The long-term side-effects of efavirenz are quite well known as it has now been used extensively in South Africa since 2005. Liver injury can occur in up to 8% of patients and usually begins in the first 8 weeks of starting therapy, so patients who have been taking efavirenz for several years without liver injury are less likely to be affected. There is some evidence that long-term exposure to efavirenz has a negative effect on brain function in some patients, and this can be worsened when taking isoniazid as TB preventive therapy.

The long-term side-effects of dolutegravir are largely unknown so far as it has not been taken by large numbers of patients for long enough. There therefore remains the possibility of as yet unknown but serious side-effects. So far, there has been a preliminary study showing that patients taking dolutegravir have smaller brains than those who take other ARVs, but this is yet to be confirmed.

Can anything be done?

The current fixed dose combination with efavirenz contains 600mg of the drug. It is known that 400mg of efavirenz is just as effective so it may be possible to decrease the dose and therefore the side effects with no ill effects.

 7. Service delivery

The new guidelines will state that patients can only be switch to dolutegravir if they have a suppressed viral load result within the past 6 months. This creates a problem for the approximately 1.9 million clinically stable patients who are currently enrolled in differentiated service delivery (DSD) models such as spaced fast lane, facility-based or community-based adherence clubs or external pick-up points. These patients only have a viral load taken once a year. So, in order to switch within the current guidelines, they would need to make at least one extra visit to see a clinician at their clinic. This may be a significant barrier to many patients who find it difficult to take time off work or childcare to attend clinics, as well as an unwanted burden on the healthcare system.

Can anything be done?

There is little that patients can do about this but a change in the guidelines to allow patients in DSD models with long-term suppression to switch to dolutegravir with a viral load result that is 1 year old would solve the problem.
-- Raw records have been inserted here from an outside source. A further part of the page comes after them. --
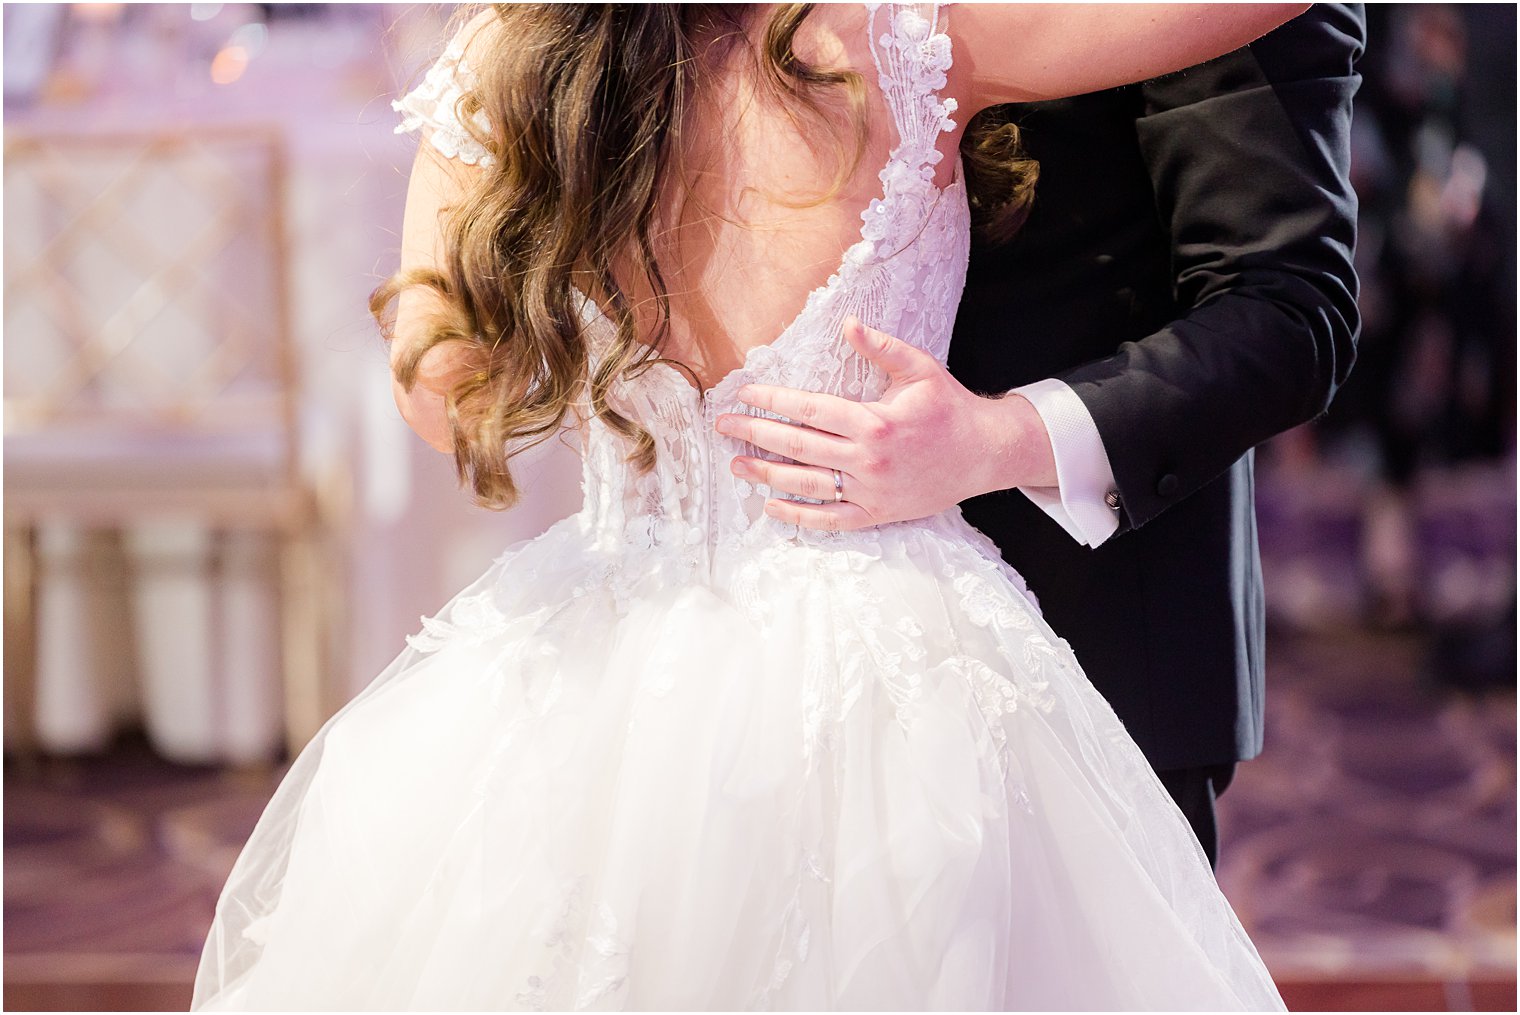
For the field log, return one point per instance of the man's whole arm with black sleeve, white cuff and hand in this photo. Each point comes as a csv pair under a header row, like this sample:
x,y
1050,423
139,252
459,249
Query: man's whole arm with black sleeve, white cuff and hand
x,y
1249,159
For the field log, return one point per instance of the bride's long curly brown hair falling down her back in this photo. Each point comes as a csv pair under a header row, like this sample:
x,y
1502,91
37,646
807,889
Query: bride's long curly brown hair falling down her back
x,y
586,104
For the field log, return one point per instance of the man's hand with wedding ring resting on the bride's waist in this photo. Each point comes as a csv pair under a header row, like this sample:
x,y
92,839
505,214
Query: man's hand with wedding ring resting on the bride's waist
x,y
923,447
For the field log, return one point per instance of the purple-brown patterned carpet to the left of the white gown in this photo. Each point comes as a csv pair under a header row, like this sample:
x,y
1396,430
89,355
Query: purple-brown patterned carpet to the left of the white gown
x,y
112,870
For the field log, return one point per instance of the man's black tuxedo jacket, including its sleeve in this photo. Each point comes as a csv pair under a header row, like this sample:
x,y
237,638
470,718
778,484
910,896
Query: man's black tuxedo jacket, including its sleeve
x,y
1186,270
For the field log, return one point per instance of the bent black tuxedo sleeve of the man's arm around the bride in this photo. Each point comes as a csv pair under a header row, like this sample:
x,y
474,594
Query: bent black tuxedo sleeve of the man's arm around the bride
x,y
1250,163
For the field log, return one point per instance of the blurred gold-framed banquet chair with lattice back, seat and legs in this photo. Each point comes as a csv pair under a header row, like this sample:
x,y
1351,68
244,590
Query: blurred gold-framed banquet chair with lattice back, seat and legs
x,y
151,373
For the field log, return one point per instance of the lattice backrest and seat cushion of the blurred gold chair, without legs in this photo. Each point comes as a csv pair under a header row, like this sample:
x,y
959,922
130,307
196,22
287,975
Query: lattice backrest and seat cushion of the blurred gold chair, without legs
x,y
147,303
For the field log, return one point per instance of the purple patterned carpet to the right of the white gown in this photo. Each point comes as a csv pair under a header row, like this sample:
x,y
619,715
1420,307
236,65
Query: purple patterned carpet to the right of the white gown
x,y
1376,835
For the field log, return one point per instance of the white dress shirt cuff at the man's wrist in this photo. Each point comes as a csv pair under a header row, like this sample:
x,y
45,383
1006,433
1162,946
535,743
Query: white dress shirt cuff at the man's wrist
x,y
1085,478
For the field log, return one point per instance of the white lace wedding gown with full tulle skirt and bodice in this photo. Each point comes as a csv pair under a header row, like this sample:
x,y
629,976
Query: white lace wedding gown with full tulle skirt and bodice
x,y
674,754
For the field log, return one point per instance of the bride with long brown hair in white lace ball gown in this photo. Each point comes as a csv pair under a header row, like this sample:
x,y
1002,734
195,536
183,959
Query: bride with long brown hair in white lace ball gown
x,y
674,753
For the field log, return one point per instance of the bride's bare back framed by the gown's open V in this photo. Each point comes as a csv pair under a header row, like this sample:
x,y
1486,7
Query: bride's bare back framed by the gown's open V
x,y
768,195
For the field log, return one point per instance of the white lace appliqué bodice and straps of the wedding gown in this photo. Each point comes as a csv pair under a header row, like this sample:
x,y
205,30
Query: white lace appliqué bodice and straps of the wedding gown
x,y
904,277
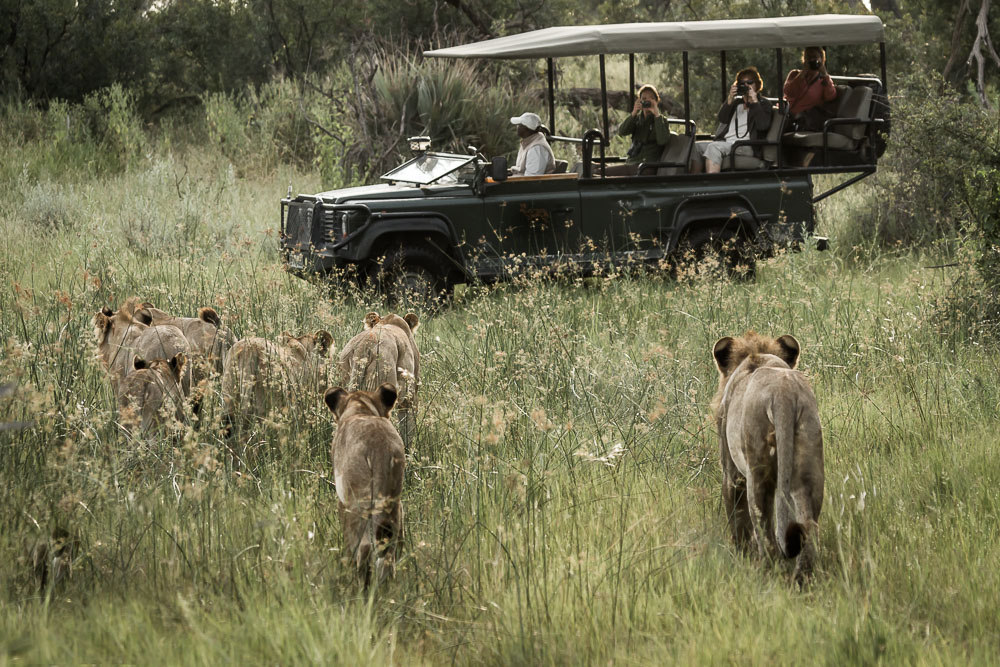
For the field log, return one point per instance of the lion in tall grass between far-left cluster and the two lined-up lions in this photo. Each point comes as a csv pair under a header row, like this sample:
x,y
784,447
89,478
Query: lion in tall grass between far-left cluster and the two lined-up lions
x,y
260,375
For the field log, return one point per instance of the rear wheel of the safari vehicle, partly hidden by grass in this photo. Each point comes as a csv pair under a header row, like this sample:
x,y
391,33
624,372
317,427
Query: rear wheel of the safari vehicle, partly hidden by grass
x,y
714,254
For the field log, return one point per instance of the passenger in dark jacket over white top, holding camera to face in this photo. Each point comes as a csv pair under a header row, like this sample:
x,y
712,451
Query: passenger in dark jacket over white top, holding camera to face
x,y
744,116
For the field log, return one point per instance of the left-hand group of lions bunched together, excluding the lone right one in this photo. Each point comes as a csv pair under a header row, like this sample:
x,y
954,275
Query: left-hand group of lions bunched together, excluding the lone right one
x,y
161,368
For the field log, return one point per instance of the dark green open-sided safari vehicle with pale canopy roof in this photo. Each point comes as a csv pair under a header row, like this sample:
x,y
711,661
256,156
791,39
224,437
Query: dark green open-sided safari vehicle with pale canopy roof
x,y
443,218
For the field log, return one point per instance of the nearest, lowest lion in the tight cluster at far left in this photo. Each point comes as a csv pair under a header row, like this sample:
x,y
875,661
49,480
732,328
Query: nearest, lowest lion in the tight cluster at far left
x,y
151,395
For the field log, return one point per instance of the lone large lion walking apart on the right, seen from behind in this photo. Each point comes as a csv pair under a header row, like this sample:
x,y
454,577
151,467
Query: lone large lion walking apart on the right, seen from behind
x,y
771,447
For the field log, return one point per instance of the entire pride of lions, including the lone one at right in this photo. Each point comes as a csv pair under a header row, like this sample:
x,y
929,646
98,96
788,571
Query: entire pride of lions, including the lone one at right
x,y
770,440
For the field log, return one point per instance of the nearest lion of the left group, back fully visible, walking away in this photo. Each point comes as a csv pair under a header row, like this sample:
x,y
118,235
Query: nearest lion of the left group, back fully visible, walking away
x,y
368,463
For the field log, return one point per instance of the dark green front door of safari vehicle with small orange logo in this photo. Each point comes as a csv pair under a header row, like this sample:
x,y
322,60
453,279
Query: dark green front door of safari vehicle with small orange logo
x,y
535,217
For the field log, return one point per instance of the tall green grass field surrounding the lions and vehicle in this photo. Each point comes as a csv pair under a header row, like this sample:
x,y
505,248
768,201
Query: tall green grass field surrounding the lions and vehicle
x,y
562,493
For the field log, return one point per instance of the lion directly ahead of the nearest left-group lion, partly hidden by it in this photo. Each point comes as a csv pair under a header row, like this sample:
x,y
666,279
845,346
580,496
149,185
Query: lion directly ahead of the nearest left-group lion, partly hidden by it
x,y
385,351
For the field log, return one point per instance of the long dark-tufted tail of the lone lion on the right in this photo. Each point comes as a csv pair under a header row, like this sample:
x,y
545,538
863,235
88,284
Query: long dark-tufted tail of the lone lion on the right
x,y
790,533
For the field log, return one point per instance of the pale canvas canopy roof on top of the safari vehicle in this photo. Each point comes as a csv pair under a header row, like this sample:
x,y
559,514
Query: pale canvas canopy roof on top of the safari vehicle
x,y
728,35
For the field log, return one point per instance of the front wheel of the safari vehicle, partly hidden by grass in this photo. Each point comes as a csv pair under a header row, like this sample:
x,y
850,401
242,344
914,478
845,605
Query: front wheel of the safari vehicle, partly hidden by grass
x,y
412,275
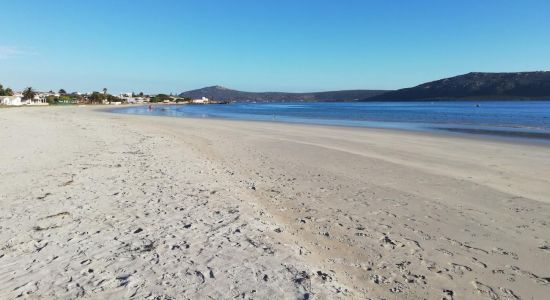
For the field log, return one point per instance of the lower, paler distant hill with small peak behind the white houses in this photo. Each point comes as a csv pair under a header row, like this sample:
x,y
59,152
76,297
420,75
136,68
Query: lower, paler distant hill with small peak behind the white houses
x,y
220,93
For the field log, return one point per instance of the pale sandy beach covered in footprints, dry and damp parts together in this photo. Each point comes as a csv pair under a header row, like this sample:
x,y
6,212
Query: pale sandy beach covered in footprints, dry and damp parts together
x,y
100,205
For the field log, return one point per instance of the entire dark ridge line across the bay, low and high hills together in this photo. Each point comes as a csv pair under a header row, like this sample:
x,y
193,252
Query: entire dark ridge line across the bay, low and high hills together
x,y
470,86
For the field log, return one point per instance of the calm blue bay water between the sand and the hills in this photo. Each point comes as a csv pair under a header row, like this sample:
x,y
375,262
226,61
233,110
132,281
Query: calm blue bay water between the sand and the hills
x,y
527,120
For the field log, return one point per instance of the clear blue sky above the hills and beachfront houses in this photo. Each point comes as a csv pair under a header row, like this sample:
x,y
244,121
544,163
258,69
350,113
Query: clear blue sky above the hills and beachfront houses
x,y
260,45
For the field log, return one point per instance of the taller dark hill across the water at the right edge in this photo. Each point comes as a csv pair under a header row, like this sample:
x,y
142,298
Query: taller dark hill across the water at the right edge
x,y
477,86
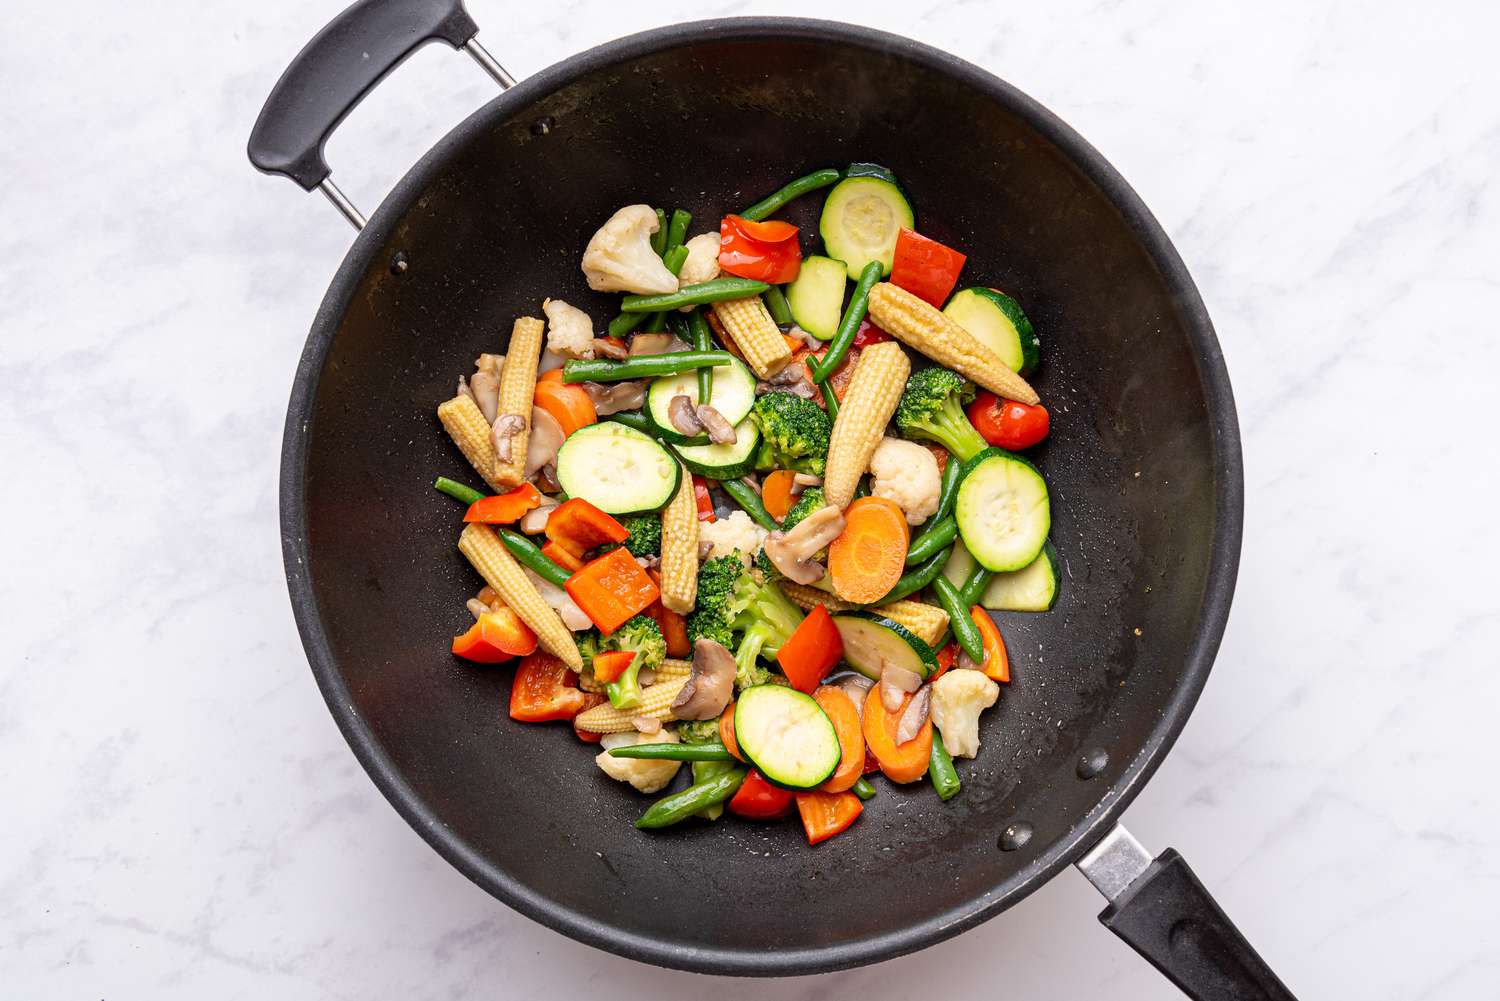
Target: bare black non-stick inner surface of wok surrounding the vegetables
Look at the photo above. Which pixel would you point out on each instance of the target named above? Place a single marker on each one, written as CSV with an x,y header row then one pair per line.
x,y
712,127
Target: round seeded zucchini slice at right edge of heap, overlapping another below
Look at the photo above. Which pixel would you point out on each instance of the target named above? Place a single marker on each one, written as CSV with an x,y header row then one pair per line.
x,y
1003,511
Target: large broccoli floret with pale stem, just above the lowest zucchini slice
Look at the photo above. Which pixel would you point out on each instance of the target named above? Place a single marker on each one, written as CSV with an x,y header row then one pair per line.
x,y
730,603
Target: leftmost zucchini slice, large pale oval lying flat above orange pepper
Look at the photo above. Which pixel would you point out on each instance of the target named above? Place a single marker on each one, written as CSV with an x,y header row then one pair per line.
x,y
617,469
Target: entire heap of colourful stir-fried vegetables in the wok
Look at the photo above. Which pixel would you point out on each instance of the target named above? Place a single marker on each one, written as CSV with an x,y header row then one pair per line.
x,y
758,520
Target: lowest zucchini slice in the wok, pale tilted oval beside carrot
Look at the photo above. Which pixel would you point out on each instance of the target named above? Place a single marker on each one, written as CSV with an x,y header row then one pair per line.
x,y
787,736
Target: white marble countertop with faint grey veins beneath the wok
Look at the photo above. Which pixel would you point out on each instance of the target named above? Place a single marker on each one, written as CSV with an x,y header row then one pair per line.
x,y
181,817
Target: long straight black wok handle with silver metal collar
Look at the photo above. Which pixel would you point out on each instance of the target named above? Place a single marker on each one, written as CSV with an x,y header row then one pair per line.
x,y
1162,910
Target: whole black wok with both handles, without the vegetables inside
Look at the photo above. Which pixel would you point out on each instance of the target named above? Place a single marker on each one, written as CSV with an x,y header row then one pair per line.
x,y
1144,466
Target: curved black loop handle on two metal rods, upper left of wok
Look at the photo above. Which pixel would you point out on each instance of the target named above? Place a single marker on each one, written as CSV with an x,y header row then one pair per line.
x,y
334,73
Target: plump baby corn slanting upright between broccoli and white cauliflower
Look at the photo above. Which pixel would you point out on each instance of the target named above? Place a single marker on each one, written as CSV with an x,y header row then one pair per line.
x,y
880,377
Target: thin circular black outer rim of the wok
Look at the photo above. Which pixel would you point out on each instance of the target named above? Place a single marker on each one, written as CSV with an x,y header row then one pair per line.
x,y
1066,850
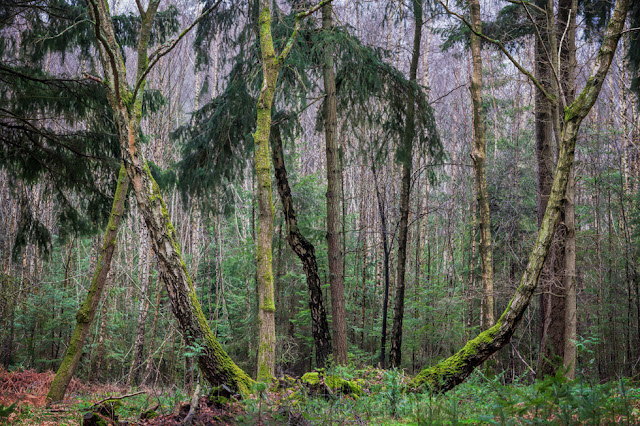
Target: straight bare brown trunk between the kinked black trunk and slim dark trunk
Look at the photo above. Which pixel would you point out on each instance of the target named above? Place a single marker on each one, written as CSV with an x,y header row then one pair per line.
x,y
334,185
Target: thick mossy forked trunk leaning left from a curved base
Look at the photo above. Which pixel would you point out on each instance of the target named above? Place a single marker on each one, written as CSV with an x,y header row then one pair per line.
x,y
215,364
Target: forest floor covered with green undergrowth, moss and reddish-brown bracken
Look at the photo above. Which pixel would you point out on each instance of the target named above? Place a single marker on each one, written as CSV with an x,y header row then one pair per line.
x,y
381,400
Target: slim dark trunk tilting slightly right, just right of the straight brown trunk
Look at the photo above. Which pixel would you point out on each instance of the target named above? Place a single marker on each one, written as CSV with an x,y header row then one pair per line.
x,y
395,353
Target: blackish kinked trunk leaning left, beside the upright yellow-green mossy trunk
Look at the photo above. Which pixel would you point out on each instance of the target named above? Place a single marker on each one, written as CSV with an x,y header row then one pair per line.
x,y
306,252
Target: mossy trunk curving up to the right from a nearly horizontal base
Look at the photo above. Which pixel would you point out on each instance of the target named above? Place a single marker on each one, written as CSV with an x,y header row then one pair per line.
x,y
455,369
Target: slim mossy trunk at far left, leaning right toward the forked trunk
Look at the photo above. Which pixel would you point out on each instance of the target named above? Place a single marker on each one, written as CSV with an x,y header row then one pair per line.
x,y
87,311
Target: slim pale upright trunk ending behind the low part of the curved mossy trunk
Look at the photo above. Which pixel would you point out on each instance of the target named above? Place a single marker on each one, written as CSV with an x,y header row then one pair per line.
x,y
478,157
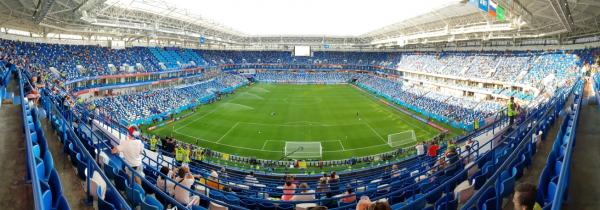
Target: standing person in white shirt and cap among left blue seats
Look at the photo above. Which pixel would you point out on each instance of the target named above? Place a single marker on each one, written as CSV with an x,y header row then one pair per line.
x,y
131,150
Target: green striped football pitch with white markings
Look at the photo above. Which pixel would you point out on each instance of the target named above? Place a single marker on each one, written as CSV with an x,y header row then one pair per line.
x,y
257,120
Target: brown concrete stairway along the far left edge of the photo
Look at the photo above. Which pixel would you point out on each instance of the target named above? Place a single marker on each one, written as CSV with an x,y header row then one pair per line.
x,y
14,190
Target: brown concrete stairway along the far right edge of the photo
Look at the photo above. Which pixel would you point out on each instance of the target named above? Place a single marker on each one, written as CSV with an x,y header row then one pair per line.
x,y
584,185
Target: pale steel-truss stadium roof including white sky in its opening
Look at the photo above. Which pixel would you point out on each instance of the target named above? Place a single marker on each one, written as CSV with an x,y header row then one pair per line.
x,y
271,24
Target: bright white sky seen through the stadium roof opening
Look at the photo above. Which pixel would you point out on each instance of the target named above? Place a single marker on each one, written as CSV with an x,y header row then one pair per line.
x,y
308,17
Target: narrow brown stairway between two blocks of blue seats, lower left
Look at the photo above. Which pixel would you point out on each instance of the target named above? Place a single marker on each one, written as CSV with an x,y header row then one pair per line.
x,y
73,188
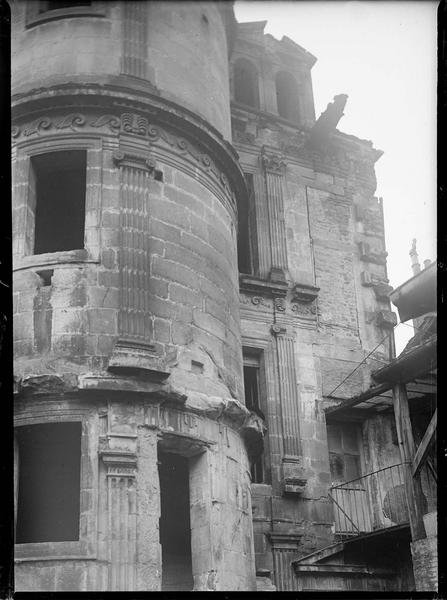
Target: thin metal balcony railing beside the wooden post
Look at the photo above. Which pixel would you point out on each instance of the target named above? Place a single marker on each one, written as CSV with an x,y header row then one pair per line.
x,y
374,501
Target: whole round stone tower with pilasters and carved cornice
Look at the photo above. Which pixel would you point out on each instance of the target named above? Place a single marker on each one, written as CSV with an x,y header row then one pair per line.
x,y
128,360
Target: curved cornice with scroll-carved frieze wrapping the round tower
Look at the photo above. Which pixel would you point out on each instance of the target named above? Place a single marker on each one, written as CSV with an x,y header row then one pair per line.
x,y
131,112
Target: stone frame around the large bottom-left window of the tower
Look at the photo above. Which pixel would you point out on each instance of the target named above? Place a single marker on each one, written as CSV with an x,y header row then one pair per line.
x,y
85,547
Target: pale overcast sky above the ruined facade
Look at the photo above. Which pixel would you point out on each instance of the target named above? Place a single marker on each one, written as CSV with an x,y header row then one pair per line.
x,y
383,54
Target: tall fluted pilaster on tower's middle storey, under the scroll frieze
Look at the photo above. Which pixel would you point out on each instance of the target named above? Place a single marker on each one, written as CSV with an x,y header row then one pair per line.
x,y
134,324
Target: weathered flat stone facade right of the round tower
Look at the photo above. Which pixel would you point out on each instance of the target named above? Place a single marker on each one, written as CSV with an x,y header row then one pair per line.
x,y
324,205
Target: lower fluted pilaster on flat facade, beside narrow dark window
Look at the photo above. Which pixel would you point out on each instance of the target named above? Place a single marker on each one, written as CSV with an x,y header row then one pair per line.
x,y
293,477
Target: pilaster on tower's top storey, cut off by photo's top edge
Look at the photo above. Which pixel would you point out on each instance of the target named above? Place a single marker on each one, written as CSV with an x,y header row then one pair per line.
x,y
133,61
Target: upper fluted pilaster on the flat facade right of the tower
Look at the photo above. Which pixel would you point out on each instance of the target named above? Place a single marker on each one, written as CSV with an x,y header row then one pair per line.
x,y
273,170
In conclusion, there are multiple competing risks and benefits of virally suppressed patients switching from efavirenz to dolutegravir, making counselling a complex issue. Patients are likely to perceive the risks differently based on factors such as childbearing potential or desire, attitude to weight gain, fear of long-term side-effects, and the need for other medications.

All patients deserve to be fully informed of all these issues and have an opportunity to discuss their individual case. Given the large number of clinically stable patients in South Africa, it will be a mammoth task for a pressurised public health system. However, failure to properly discuss these issues will be a failure to provide a level of service that our patients deserve.

*Dr Tom Boyles is an infectious diseases consultant at Helen Joseph Hospital in Johannesburg.